There’s been intriguing recent discussions of this complex issue. Even conservative evangelicals, who defend the Bible’s historical accuracy, are reinterpreting such passages, as we’ll see.

“Etz Hayim: Torah and Commentary,” issued by Judaism’s Conservative branch, freely admits a modern reader “recoils” from a demand to wipe out a population group. It says the context is the Canaanites’ “abhorrent” deeds. Verse 18 goes on to explain combat is necessary so “they may not teach you to do according to all their abominable practices which they have done in the service of their gods.”

Scholarly commentaries think ritual sacrifice of children was a major part of this. The context of such verses is said to be “the Torah’s abiding fear that these pagan nations will lead Israel astray.”

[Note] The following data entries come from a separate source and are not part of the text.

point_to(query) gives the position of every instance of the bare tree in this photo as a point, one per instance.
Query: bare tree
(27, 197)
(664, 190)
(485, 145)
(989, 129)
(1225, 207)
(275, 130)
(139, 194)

Here’s another part of the context. Risking any military advantage from surprise, Joshua informed Canaanites in advance about the invasion plan so they could flee from bloodshed, and he first offered a peace settlement before resorting to combat. (That was relatively humane for the cruel culture 3,000 years ago.) The same point is underscored by a classic source in Orthodox Judaism, the “Pentateuch & Haftorahs” compiled by Britain’s longtime chief rabbi, J.H. Hertz.

This Orthodox Jewish commentary also observes that the Israelites’ need for a homeland is part of all human history, including for most western nations.